A criatura surge quebrando o portão de uma casa durante a noite, em uma rua vazia, com exceção de um morador, que registra a cena e pede para que alguém chame a polícia. Ao notar que está sendo filmado, o lobisomem avança em direção à câmera e o vídeo é interrompido. O caso teria acontecido em Itanhaém, no litoral de São Paulo (veja abaixo).
O vídeo ultrapassou milhões de visualizações e colocou a cidade no centro de um fenômeno curioso nas redes sociais. Mas, é falso. Por trás da publicação está o escritor e desenhista Alexandre Wagner, de 38 anos, morador da capital paulista e criador do perfil Marreco News, que simula reportagens sobre aparições misteriosas.
Em entrevista ao VTV News, nesta segunda-feira (16), Wagner explicou que o projeto nasceu com o propósito de entreter, apesar da repercussão inesperada. “Esse perfil não se leva a sério”, reforçou – como costuma destacar nas legendas de todas as postagens. As montagens já retrataram supostos casos em diferentes cidades.
Bombou na web
O formato surgiu após uma série de testes: no início, ele publicou vídeos satíricos com animais em situações inusitadas, como dois gatos em uma obra. A postagem chegou a cerca de 15 mil visualizações, mas ainda sem grande alcance. Foi então que Wagner passou a experimentar conteúdos produzidos com inteligência artificial.
Ao se deparar com vídeos de lobisomem feitos em IA, resolveu adaptar a ideia.
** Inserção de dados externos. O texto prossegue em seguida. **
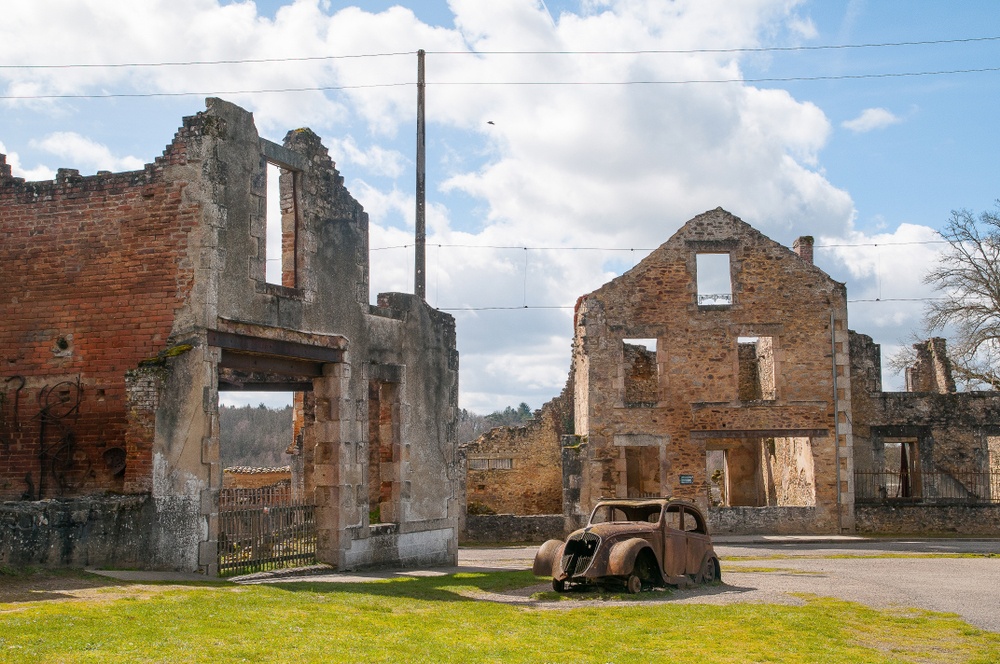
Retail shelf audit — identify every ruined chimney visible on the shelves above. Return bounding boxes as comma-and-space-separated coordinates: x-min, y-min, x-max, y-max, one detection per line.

Editou no formato de matéria jornalística, com narração e linguagem semelhante à de portais conhecidos. Um dos vídeos ambientados na cidade litorânea ultrapassou 40 mil visualizações em um único dia. A partir dali, o crescimento foi constante!
Mesmo deixando avisos nas legendas, parte do público acreditou na veracidade das imagens. Ele diz que sempre faz questão de esclarecer nos comentários quando percebe interpretações equivocadas. “Infelizmente muita gente não lê e leva a sério”, afirma. Ele garante que todos os conteúdos são identificados como fictícios.

Lobisomens são reais? Lá no fundo, ele acredita
Apesar da proposta bem-humorada, o criador de conteúdo admite que carrega experiências pessoais difíceis de explicar. “Lá no fundo do meu consciente, eu acredito”, afirma. Na infância, no interior do Paraná, diz ter visto um animal “grande, estranho e muito acima do esperado” ao lado do tio e do primo, em um sítio.
Já na adolescência, outro ocorrido. Ao voltar de um evento musical, relatou ter visto uma figura incomum em um terreno baldio em frente à casa da mãe. “Parecia um cavalo e ao mesmo tempo tinha uma forma absurda”, descreve. Segundo ele, familiares também teriam visto algo atravessando a rodovia pouco depois.
Anos mais tarde, já casado, afirma ter presenciado um cachorro de proporções incomuns na garagem de vizinhos. Para ele, as experiências não são provas de nada, mas alimentam a imaginação que hoje transforma em conteúdo audiovisual. Ao fim de cada publicação, reforça que tudo é fictício. Mas e você… acredita?